The Philippine Stock Exchange Index (PSEi) continued its downward trend on Friday, closing lower as investors weighed the central bank's latest interest rate hike and rising inflation expectations.
The benchmark index dropped 0.67 percent, or 40.32 points, to settle at 5,943.49. This marks the fifth consecutive session of losses for the local bourse.
Analysts attributed the decline to the Bangko Sentral ng Pilipinas' (BSP) decision to raise policy rates by 25 basis points, which prompted a reassessment of risk amid tighter financial conditions.
"The rate hike, coupled with elevated inflation forecasts, dampened market sentiment," said Japhet Tantiangco, research manager at Philstocks Financial. The BSP now projects average inflation at 6.3 percent for the year.
Adding to the pressure were a weaker peso and higher borrowing costs, which weighed on equities. Persistent uncertainty in the Middle East also kept buying interest subdued, noted Luis Limlingan, head of sales at Regina Capital Development Corp.
Trading activity was muted, with net value turnover at just P5.23 billion, below the usual levels.
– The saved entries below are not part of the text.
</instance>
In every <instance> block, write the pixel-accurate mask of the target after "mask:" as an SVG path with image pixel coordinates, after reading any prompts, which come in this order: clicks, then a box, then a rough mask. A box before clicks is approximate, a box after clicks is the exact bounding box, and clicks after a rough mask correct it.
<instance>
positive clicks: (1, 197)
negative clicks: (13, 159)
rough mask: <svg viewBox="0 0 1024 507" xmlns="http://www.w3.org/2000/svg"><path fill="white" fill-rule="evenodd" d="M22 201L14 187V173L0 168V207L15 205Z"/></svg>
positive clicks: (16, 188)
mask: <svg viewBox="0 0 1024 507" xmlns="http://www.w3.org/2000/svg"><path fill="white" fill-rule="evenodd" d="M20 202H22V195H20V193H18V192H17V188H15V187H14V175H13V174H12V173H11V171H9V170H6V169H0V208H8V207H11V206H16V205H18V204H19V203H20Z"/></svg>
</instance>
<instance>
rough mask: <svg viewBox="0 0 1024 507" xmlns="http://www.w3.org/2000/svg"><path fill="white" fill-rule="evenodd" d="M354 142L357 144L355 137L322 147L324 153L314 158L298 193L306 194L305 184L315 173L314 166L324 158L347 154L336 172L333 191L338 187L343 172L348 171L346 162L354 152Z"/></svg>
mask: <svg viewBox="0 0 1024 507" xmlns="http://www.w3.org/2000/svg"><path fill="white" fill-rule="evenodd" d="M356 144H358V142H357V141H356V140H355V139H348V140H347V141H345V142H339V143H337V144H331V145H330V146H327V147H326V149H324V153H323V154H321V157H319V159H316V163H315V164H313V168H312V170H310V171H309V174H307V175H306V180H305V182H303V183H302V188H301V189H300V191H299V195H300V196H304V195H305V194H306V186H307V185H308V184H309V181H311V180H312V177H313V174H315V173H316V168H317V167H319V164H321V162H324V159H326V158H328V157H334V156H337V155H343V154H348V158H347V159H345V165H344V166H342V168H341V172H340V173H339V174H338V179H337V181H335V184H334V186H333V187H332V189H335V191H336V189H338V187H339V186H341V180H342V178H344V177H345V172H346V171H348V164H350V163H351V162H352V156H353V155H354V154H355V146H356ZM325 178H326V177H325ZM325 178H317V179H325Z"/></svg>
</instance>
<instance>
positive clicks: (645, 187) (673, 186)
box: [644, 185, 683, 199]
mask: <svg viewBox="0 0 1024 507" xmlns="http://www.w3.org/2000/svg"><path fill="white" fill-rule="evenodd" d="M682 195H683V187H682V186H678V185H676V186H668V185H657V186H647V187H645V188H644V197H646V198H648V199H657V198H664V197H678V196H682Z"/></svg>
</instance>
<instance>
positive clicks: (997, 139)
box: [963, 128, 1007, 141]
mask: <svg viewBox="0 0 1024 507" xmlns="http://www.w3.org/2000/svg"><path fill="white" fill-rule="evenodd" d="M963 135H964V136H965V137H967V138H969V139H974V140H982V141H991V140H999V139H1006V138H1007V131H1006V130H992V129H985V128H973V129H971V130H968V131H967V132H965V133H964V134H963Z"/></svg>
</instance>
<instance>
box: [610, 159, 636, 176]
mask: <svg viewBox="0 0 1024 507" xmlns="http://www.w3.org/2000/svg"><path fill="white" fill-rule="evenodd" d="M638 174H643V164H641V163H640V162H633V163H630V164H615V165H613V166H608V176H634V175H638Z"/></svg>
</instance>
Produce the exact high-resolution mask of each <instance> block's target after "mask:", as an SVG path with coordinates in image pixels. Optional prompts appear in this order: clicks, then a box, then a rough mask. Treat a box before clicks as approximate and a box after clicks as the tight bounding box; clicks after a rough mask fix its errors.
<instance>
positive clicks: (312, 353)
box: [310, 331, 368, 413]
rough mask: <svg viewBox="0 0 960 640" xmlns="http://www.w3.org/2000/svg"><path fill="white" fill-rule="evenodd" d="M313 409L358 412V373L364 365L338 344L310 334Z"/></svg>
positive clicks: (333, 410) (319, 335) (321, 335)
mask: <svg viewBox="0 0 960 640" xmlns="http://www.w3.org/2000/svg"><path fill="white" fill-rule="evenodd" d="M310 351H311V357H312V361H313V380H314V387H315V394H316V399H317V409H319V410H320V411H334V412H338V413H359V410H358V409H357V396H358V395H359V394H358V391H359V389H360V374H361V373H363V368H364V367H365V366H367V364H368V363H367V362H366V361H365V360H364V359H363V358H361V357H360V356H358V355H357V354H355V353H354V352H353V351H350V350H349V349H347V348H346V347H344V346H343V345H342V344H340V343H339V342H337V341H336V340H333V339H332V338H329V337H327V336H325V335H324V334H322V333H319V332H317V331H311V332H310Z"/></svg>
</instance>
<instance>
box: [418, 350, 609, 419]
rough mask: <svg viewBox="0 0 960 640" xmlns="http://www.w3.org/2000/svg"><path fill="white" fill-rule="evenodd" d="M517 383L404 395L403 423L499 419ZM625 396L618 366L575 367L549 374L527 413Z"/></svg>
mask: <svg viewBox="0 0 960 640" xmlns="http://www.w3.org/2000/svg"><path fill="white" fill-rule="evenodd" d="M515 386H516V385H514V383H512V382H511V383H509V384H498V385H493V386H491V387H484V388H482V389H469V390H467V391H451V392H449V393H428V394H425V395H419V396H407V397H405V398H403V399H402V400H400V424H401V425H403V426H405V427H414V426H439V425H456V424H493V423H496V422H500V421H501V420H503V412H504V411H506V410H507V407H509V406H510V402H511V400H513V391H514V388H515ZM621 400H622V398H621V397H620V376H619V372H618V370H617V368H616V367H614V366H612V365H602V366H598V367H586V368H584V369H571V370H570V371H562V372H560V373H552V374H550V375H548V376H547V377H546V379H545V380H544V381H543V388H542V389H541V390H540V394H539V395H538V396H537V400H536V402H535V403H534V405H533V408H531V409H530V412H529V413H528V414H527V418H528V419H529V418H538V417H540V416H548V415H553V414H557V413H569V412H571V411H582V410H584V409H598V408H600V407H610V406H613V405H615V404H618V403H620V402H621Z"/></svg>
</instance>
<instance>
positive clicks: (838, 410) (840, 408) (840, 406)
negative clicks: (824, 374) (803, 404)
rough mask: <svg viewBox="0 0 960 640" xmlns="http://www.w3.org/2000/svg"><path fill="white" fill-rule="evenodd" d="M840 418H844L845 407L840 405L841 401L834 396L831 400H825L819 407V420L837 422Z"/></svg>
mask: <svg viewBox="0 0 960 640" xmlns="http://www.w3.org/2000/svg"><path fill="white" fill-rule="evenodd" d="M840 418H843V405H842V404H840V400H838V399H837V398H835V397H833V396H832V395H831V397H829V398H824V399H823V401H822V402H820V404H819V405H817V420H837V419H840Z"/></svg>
Foreign investors remained net sellers, posting outflows of P628.11 million.
Sector performance was broadly negative, with only the industrials index posting a slight gain of 0.1 percent. The banking sector was the worst hit, falling 1.63 percent as higher rates raised concerns about borrowing costs and loan demand.
Market breadth was weak, with decliners outpacing advancers 110 to 80.
Monde Nissin Corp. was the top gainer, rising 1.21 percent to P6.68, while Bank of the Philippine Islands was the biggest loser, sliding 3.46 percent to P92.10.
Analysts said the market remains sensitive to monetary policy signals and external risks, particularly inflation and geopolitical developments. They expect cautious trading to persist until clearer direction on interest rates and global economic conditions emerges.